Spondyloarthritis (SpA) is a group of inflammatory conditions of which the main clinical feature is inflammation of spine.
Ankylosing spondylitis (AS) is the prototype of the SpA, a group of closely related chronic inflammatory diseases sharing clinical symptoms. There is a strong genetic association with the HLA-B27. The mechanism by which HLA-B27 confers disease susceptibility remains unclear.
The IL-23R has emerged as a potential candidate in many autoimmune diseases including SpA.
IL-23R gene located in short arm (p) of chromosome 1 at position 31.3. IL-23R is mainly expressed by activated memory T cells and, Natural killer cells inducing memory T-cell proliferation. Low levels of IL-23R expression have also been detected on monocytes, macrophages and dendritic cells.
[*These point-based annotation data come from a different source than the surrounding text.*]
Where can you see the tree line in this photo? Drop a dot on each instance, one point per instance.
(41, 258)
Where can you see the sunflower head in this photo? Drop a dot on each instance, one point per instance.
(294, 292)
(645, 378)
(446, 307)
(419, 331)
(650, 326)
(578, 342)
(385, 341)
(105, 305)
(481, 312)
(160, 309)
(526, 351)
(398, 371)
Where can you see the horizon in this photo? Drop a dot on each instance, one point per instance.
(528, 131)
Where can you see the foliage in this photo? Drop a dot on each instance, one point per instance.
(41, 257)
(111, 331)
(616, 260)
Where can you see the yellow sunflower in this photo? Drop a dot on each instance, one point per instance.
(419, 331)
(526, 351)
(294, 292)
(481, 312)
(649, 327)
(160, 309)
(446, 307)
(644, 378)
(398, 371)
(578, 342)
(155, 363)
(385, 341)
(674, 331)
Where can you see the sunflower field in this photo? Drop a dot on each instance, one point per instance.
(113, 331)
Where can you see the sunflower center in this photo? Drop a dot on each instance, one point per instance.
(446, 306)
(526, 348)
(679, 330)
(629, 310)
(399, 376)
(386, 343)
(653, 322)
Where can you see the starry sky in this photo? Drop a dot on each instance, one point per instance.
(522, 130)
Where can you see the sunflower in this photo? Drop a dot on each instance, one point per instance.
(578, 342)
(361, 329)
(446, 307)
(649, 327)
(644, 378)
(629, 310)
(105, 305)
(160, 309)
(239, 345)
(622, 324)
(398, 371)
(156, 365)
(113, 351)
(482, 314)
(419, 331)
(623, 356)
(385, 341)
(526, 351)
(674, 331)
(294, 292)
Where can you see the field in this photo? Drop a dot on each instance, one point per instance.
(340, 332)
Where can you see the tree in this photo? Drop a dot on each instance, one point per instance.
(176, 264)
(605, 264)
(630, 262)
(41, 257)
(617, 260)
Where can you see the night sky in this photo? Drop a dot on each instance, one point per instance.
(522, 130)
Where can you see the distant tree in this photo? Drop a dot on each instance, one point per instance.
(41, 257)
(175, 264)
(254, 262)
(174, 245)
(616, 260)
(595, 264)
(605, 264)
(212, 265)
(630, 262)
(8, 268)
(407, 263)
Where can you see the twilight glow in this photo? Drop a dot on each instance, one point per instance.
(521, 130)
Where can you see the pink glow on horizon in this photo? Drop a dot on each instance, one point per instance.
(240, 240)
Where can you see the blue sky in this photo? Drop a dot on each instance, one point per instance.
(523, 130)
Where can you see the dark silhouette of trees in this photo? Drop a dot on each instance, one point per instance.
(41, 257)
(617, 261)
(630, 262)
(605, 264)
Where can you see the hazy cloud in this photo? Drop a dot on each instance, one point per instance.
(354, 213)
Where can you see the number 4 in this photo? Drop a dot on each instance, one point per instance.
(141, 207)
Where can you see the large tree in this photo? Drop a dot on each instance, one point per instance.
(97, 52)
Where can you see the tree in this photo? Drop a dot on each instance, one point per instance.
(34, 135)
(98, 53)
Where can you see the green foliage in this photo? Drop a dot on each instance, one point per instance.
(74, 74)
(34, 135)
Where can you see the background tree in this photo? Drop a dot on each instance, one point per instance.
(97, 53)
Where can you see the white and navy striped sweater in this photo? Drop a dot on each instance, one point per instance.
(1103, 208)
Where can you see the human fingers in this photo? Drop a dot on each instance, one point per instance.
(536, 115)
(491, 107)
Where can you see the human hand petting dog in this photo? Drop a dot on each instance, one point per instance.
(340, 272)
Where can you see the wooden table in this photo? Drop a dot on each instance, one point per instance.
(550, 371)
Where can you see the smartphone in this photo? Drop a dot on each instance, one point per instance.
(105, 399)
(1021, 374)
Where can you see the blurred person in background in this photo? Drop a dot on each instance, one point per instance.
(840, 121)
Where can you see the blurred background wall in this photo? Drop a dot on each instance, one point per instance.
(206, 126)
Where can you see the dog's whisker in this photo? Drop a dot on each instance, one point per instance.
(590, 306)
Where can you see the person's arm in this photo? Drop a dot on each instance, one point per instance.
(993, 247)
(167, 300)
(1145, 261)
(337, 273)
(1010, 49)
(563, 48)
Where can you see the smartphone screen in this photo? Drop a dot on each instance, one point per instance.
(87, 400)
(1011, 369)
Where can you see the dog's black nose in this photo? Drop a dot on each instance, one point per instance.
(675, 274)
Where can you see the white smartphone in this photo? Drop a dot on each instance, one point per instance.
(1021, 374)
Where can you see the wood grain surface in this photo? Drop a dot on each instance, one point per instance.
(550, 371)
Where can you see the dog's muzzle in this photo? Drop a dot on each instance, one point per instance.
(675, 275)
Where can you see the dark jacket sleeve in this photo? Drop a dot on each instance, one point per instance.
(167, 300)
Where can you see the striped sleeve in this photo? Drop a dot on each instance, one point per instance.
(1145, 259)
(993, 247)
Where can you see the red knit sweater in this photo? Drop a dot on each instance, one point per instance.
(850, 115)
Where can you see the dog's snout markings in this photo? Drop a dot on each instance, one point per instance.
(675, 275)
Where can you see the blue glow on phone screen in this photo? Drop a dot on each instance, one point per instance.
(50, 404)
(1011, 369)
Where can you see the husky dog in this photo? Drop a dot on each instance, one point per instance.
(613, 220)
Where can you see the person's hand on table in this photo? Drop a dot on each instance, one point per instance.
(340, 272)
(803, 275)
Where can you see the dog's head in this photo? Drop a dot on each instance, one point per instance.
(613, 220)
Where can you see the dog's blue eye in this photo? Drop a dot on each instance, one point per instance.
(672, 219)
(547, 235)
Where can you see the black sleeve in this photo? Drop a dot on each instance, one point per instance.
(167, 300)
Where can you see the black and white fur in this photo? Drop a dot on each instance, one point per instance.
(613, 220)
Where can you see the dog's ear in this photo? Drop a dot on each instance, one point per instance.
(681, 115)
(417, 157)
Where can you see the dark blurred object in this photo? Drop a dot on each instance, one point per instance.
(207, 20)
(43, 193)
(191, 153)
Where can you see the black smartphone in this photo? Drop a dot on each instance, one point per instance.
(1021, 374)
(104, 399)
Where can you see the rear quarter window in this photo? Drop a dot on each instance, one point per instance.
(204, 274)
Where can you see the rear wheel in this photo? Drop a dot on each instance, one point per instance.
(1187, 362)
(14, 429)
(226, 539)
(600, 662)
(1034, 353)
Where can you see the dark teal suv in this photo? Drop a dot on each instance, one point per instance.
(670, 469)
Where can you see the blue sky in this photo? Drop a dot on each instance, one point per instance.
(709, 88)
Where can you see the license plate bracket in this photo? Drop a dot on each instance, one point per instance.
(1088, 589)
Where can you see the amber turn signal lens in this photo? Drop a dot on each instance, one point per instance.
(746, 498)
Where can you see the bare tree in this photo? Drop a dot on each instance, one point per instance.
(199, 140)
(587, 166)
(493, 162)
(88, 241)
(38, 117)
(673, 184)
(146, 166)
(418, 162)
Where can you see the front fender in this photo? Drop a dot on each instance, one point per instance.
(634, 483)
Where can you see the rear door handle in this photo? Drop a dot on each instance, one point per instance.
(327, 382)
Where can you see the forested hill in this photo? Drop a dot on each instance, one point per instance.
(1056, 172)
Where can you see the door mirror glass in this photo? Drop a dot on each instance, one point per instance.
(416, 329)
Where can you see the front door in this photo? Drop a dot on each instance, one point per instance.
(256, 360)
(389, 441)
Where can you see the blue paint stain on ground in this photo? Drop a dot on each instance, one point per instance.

Recent results have shown that the IL- 23R gene coding for a subunit of the interlukin-23 receptor, is strongly associated with autoimmunity.
Binding of IL-23 to its own receptor triggers a series of chemical signals inside the cell. These signals promote inflammation and help coordinate the immune system’s response to foreign invaders such as bacteria and viruses.
The strong genetic association of AS with IL-23R variants has been reported by multiple studies in different ethnic groups. Many IL-23R SNPs were found to be protective against many autoimmune diseases including SpA, IBD and psoriasis.